The numerical analysis directly compared the results of a commercial code, where shell finite elements were used, with those of the in-house one, assuming a linearly elastic material. On the other hand, the in-house code well catches the contributions of end constraints towards warping but gives unexpected results (if not properly interpreted) as for the intermediate stiffeners. In fact, warping constraints can be specified by imposing boundary conditions; the stiffening effect relies on the geometrical properties assigned to the cross sections of the reinforced chunks. Physical intuition and a careful examination of the FEM results suggested a different view of the stiffened beam chunk in both the one-dimensional theoretical and numerical models, i.e., as an inner warping constraint. In this way, the surprising results were overcome, and the FEM results were fully recovered. The numerical elastic buckling loads were thus used to calculate inelastic buckling loads, which matched well the experimental results.
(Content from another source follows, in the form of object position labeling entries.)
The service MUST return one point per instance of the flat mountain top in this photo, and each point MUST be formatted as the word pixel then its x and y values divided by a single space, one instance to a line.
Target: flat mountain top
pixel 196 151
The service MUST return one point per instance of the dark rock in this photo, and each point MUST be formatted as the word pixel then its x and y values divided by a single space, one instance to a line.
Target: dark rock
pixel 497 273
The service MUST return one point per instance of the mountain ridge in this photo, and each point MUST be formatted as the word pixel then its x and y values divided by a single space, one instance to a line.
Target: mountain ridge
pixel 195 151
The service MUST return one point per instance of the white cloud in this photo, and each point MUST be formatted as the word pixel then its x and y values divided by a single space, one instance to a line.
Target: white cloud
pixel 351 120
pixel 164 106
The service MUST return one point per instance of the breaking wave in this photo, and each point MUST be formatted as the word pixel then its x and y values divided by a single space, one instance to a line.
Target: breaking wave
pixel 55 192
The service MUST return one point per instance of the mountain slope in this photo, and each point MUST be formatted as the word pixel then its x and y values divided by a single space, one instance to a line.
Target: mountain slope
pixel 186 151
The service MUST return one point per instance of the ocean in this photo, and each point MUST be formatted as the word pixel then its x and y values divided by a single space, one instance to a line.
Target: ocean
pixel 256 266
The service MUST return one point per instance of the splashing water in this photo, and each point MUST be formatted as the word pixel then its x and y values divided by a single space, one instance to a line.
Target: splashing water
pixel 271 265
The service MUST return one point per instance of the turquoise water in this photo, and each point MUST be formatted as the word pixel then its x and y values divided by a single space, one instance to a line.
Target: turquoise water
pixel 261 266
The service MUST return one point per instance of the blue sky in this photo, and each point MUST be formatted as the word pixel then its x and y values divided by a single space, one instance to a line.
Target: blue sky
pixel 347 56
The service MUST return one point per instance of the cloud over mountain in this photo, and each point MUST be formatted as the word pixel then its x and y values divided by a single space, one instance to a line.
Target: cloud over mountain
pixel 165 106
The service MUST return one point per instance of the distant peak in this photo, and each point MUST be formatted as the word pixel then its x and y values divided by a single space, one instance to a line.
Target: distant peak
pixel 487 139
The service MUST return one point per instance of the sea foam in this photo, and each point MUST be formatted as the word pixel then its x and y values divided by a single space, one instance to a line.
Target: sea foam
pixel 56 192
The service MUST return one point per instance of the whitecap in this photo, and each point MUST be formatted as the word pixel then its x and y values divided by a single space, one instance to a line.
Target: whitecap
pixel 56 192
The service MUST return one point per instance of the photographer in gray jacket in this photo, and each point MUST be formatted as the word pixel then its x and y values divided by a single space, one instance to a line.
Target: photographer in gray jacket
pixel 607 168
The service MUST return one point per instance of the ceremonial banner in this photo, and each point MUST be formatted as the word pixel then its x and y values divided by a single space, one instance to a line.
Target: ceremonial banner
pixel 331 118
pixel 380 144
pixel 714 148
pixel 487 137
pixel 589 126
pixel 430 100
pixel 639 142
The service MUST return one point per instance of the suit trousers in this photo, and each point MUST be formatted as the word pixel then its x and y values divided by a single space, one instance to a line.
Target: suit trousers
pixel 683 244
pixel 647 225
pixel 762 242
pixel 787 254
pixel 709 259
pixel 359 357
From the satisfactory comparison of experimental and numerical results we thus believe that our present contribution may serve as an indication towards design purposes, most of all since we proved that small amounts of material provide technically remarkable effects. At the same time, the interesting remark on the modelling of the local stiffeners opens new questions both from the theoretical and numerical points of view, which pave the way for further investigations that are in due course and will be reported elsewhere.